To stand any chance of long term success, Specialist units need to be trained and equipped the same way as you would train and equip the special forces of any countries military. Laws need to be put in place to protect the members of these units from prosecution, if they fire on and kill an armed poacher. As it stands the law in most countries sates that the anti poaching units cannot fire, unless fired upon. Any one with fire arm experience will know that if the poacher is any good (and lots of them are)there is a good chance that if they fire first you are going to loose one or two members of your unit. Most contacts between poachers and Anti Poaching units take place at less than 10 meters and often in dense scrub. Anti poaching legislation etc needs to be drawn up in consultation with experienced wild life managers and military experts. Day to day operations need to be handled on the ground and each patrol needs to be planned with military precision. The majority of anti poaching units go out on patrol, with out any more planning than the average family in the western world would put into going for a Sunday drive. I appreciate that there are days ,weeks, months of boredom and routine patrols, interspersed with 30 seconds of intense action, but the proper training and planning will save lives and make the units far more effective. Game Rangers should have better fire arm training and be taught how to react if they find themselves in contact with poachers, but their main task should be conservation as it has always been. Anti Poaching should be left to specialist units.
Prison sentences for poachers caught red handed should be harsh and the fact that they were caught at the crime scene or with rhino horn etc should mean they` automatically receive the maximum sentence. Currently prosecutors need to produce DNA evidence linking the dead animal, the horn or ivory and the poacher to have any chance of success. The vast majority of poachers in Africa either get bail and abscond or got through the court process only to have the case thrown out because the DNA evidence is not there or contaminated. Again the men and woman on the ground do not have the resources or the required skills to obtain the evidence necessary.

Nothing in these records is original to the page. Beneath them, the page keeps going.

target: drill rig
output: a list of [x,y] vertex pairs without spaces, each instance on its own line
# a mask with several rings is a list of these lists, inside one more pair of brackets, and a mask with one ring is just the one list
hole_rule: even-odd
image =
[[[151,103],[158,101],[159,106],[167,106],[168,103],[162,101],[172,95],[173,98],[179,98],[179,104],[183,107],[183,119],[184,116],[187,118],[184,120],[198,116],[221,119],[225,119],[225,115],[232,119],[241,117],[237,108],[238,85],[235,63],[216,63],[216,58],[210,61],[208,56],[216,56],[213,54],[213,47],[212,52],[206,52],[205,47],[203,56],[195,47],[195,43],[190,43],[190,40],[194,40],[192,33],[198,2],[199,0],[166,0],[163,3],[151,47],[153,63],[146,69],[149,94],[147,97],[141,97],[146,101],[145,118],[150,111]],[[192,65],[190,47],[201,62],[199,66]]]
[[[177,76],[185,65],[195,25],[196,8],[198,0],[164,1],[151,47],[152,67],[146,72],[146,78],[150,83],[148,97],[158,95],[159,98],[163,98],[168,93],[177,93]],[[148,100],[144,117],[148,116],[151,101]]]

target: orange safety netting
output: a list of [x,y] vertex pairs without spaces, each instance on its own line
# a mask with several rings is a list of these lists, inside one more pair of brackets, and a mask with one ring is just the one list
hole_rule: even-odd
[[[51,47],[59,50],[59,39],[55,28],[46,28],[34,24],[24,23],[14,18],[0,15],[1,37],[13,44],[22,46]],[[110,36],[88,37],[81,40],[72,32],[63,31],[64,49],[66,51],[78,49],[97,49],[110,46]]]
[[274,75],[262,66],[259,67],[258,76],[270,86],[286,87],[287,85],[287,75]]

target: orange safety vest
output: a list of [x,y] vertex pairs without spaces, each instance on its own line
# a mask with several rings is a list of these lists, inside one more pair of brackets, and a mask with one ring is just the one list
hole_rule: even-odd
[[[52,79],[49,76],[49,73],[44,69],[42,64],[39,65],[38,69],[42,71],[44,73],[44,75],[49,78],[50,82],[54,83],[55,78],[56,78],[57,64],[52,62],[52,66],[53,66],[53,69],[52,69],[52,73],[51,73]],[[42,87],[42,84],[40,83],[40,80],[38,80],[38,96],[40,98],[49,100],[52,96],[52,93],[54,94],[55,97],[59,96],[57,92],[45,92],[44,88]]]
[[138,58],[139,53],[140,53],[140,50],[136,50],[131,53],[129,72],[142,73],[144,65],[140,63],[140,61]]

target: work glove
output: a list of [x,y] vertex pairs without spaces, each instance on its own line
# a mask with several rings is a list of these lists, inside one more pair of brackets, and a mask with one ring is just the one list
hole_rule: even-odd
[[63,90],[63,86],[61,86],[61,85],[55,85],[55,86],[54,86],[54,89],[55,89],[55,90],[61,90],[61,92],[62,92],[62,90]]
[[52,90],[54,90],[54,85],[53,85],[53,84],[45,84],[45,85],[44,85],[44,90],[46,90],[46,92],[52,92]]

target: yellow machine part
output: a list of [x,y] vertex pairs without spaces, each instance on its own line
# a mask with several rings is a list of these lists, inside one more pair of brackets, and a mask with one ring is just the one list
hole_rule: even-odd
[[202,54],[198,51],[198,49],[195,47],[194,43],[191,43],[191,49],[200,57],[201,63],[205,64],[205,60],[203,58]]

The 3rd form of poaching 'Bush Meat' requires a totally different approach. This is more about people living below the poverty line who are desperate for a form of protein. The answer here is education, and increased tourism to create more jobs.Well managed reserves in Africa will still need to include culling (I can hear the shocked screams of all the tree huggers already). Humane culling to keep animal numbers at optimal levels benefits both the fauna and flora and ensures sustainable eco systems. The meat and products from these culls can be provide to the locals at minimum cost or free to help with their protein requirements.
Including and providing benefit to the local civilians is the only way to ensure the long term viability of Africa's wild life.
My views and opinions on anti poaching have never been popular, but I am not here to win a popularity contest. Hundreds of millions have been thrown at this problem with very little to show for it other than numerous charity managers with huge bank accounts, Thousands of 'Do Gooders' who have attended fancy expensive dinners and gala events, more to be seen to be doing and saying the the right thing, to make themselves feel better, rather than actually doing something and of course dont forget all of the government ministers both African and Western who have lined their pockets with donations given in good faith, instead of making sure it goes to where it is needed.